Доходили до нас слухи о том, что плохи дела и в издательстве. Я знал, что бедствует Евгений Васильевич; у него новая семья, маленький ребёнок и жена не работает. И директор берёт для себя из кассы самую малость, а у него два взрослых сына, им надо поступать в институт. Люша тоже вытряхнула за издание «Насти» все бывшие у неё денежные запасы.
Сам того не желая, я, кажется, явился причиной многих потерь и страданий, — и не только для нашей семьи. Стали появляться боли в сердце; я тогда шёл в Удельный парк и, как мой добрый приятель Фёдор Григорьевич, старался на прогулке унять душевное беспокойство. Хотел бы с ним посоветоваться, но не люблю жаловаться на своё здоровье. А между тем, напрасно я уже тогда не рассказал Фёдору Григорьевичу о посетивших меня болях в области сердца. Он бы меня прослушал и сказал бы: «Да у тебя, батенька, поднимается давление. Если не принимать лекарств, то может развиться и гипертония».

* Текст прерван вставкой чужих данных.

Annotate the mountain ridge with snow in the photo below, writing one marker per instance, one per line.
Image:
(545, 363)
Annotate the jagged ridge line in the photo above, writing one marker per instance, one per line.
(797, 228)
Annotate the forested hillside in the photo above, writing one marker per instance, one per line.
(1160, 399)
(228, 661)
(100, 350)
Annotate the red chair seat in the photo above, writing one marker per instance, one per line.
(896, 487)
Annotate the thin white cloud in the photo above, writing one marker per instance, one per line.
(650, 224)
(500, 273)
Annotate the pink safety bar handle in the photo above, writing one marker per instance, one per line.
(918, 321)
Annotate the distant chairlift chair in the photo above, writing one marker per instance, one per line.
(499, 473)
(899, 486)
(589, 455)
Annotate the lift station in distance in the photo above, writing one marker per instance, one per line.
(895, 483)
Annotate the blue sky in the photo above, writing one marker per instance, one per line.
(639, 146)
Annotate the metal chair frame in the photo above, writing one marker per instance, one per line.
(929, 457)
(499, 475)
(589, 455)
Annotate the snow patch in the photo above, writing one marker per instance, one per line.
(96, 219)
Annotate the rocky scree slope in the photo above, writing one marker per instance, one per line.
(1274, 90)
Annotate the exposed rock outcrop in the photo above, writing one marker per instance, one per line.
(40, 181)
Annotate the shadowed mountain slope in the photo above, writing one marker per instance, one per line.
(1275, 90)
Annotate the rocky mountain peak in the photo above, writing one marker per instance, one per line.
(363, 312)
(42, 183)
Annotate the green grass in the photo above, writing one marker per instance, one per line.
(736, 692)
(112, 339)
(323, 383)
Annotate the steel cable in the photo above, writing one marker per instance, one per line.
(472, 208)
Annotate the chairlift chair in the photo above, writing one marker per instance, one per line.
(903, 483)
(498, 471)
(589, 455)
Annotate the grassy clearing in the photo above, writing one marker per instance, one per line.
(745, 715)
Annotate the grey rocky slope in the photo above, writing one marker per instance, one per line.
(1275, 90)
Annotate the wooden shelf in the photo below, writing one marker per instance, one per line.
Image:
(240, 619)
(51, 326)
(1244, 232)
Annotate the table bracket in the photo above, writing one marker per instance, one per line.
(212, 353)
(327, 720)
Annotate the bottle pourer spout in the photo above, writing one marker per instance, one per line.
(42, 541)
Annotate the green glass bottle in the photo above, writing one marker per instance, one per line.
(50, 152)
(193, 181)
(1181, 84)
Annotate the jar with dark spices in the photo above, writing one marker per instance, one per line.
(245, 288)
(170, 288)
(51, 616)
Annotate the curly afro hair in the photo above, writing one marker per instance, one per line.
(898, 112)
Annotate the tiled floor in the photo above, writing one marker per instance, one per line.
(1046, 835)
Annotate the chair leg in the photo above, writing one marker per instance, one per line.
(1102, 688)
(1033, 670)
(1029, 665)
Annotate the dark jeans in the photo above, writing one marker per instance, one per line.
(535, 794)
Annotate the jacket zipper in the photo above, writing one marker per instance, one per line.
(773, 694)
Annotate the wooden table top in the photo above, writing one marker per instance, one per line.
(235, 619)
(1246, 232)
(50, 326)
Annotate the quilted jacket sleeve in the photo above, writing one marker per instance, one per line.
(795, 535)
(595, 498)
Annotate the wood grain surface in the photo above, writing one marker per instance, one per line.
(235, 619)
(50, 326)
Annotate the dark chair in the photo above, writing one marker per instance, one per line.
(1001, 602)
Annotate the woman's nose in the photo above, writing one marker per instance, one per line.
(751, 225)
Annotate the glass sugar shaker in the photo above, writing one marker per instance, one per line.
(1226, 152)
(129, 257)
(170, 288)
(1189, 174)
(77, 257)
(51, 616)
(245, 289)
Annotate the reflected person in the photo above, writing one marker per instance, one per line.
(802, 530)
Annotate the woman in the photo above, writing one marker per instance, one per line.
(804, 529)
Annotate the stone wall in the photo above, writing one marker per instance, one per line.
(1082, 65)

Потом Фёдор Григорьевич положит меня в свою клинику, и я обо всём этом узнаю. А его супруга Эмилия Викторовна прочитает мне немало сентенций о необходимости быть внимательным к состоянию своего организма, приобретать элементарную медицинскую грамотность и не оставлять без внимания болевые сигналы, возникающие то там, то здесь в нашем теле, особенно в возрасте, когда тебе далеко уже за сорок и даже за пятьдесят.
Я в свою очередь рассказывал Эмилии Викторовне и Фёдору Григорьевичу о своём друге Игоре Ивановиче Кобзеве. Этот наш замечательный поэт, — может быть, один из самых талантливых во второй половине прошлого столетия, — совершенно не обращал внимания на «болевые сигналы», не ходил к врачам и не потреблял никаких лекарств. А между тем, как у всех творческих натур, у него частенько случалась та самая неприятная гостья, которую русские господа-дворяне называли замысловатым словом: ипохондрия. В переводе же на простой народный язык это была обыкновенная хандра, или депрессия. К счастью, я эту химеру не знал до весьма преклонных лет, за что и молитвенно благодарю родителей и нашего главного благодетеля Господа Бога. Игорь же знал, и бывало придёшь к нему, а он лежит на своей широкой тахте и смотрит в потолок.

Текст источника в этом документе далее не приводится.